Transcriptome- and proteome-wide association studies identify genes associated with renal cell carcinoma
- PMID: 39137781
- PMCID: PMC11393681
- DOI: 10.1016/j.ajhg.2024.07.012
Transcriptome- and proteome-wide association studies identify genes associated with renal cell carcinoma
Abstract
We performed a series of integrative analyses including transcriptome-wide association studies (TWASs) and proteome-wide association studies (PWASs) of renal cell carcinoma (RCC) to nominate and prioritize molecular targets for laboratory investigation. On the basis of a genome-wide association study (GWAS) of 29,020 affected individuals and 835,670 control individuals and prediction models trained in transcriptomic reference models, our TWAS across four kidney transcriptomes (GTEx kidney cortex, kidney tubules, TCGA-KIRC [The Cancer Genome Atlas kidney renal clear-cell carcinoma], and TCGA-KIRP [TCGA kidney renal papillary cell carcinoma]) identified 38 gene associations (false-discovery rate <5%) in at least two of four transcriptomic panels and identified 12 genes that were independent of GWAS susceptibility regions. Analyses combining TWAS associations across 48 tissues from GTEx identified associations that were replicable in tumor transcriptomes for 23 additional genes. Analyses by the two major histologic types (clear-cell RCC and papillary RCC) revealed subtype-specific associations, although at least three gene associations were common to both subtypes. PWAS identified 13 associated proteins, all mapping to GWAS-significant loci. TWAS-identified genes were enriched for active enhancer or promoter regions in RCC tumors and hypoxia-inducible factor binding sites in relevant cell lines. Using gene expression correlation, common cancers (breast and prostate) and RCC risk factors (e.g., hypertension and BMI) display genetic contributions shared with RCC. Our work identifies potential molecular targets for RCC susceptibility for downstream functional investigation.
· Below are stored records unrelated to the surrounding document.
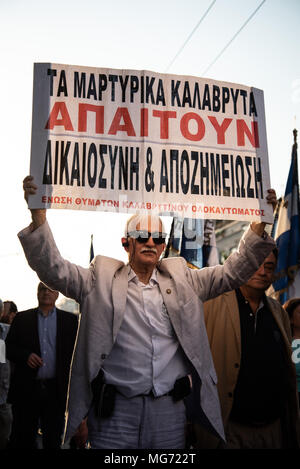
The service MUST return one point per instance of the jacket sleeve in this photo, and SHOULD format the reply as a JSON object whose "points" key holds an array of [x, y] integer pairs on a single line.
{"points": [[210, 282], [44, 258]]}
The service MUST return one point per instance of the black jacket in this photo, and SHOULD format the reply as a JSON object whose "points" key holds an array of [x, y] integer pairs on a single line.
{"points": [[23, 339]]}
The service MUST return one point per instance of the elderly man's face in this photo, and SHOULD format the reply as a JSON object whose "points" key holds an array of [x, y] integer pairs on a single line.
{"points": [[147, 253], [264, 276]]}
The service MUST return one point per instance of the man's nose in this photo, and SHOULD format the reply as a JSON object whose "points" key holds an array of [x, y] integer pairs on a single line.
{"points": [[150, 241]]}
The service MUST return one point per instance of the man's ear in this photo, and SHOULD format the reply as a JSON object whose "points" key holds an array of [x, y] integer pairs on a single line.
{"points": [[125, 243]]}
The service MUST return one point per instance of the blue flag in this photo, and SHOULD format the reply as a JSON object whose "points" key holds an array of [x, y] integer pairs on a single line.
{"points": [[286, 232], [193, 239]]}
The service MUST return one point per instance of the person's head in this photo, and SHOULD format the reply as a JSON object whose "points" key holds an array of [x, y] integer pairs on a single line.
{"points": [[9, 311], [144, 240], [292, 307], [264, 276], [46, 297]]}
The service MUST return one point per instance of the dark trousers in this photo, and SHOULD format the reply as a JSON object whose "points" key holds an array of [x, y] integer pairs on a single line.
{"points": [[42, 411]]}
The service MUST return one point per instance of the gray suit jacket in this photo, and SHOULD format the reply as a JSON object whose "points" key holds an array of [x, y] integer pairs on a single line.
{"points": [[101, 291]]}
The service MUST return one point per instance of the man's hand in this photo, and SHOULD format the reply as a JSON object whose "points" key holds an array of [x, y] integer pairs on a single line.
{"points": [[38, 215], [258, 227], [34, 361]]}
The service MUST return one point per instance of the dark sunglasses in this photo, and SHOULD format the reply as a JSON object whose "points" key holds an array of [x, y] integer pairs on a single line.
{"points": [[143, 236]]}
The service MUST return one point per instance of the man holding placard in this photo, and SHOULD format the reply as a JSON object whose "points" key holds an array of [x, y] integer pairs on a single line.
{"points": [[142, 348]]}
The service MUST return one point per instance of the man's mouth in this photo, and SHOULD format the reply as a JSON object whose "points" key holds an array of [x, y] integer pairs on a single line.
{"points": [[149, 251]]}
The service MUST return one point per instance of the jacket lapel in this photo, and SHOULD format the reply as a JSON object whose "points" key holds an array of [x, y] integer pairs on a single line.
{"points": [[234, 315], [33, 325]]}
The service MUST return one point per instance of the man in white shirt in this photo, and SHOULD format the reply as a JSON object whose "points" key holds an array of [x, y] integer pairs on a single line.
{"points": [[142, 332]]}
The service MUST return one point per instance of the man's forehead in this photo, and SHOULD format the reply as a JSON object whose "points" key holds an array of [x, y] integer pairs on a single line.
{"points": [[145, 222]]}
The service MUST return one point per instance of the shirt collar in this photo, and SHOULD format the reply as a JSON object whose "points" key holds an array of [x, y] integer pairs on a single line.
{"points": [[52, 311], [133, 277], [241, 298]]}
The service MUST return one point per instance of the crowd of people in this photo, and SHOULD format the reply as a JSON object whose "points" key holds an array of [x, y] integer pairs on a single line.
{"points": [[161, 357]]}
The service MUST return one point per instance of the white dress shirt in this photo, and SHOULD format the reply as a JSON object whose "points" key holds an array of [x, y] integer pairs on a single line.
{"points": [[146, 355]]}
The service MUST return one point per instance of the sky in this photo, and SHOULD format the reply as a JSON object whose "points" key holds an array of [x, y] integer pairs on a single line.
{"points": [[139, 35]]}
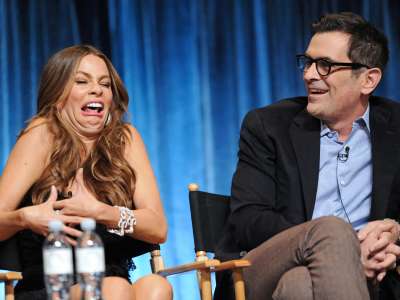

Keywords: HIF; TWAS/PWAS; promoter/enhancer; renal cell carcinoma; subtypes; susceptibility genes.
Published by Elsevier Inc.
Conflict of interest statement
Declaration of interests K.S. receives research support from Gilead, GSK, Novo Nordisk, Bayer, Regeneron, Calico, and Novartis. K.S. is on the advisory board of Jnana Therapeutics and has received consulting fees from Pfizer and Jnana. Declaration of interests for the Renal Cancer Genetics Consortium, which contributed toward acquisition of the individual-level data, can be referred to as a part of Purdue et al.(10) The other named authors in the manuscript have no competing interests to declare. It is to be noted that the individual-level data contributed by The Renal Cancer Genetics Consortium is now publicly available, and the current analyses were conducted with summary-level data only.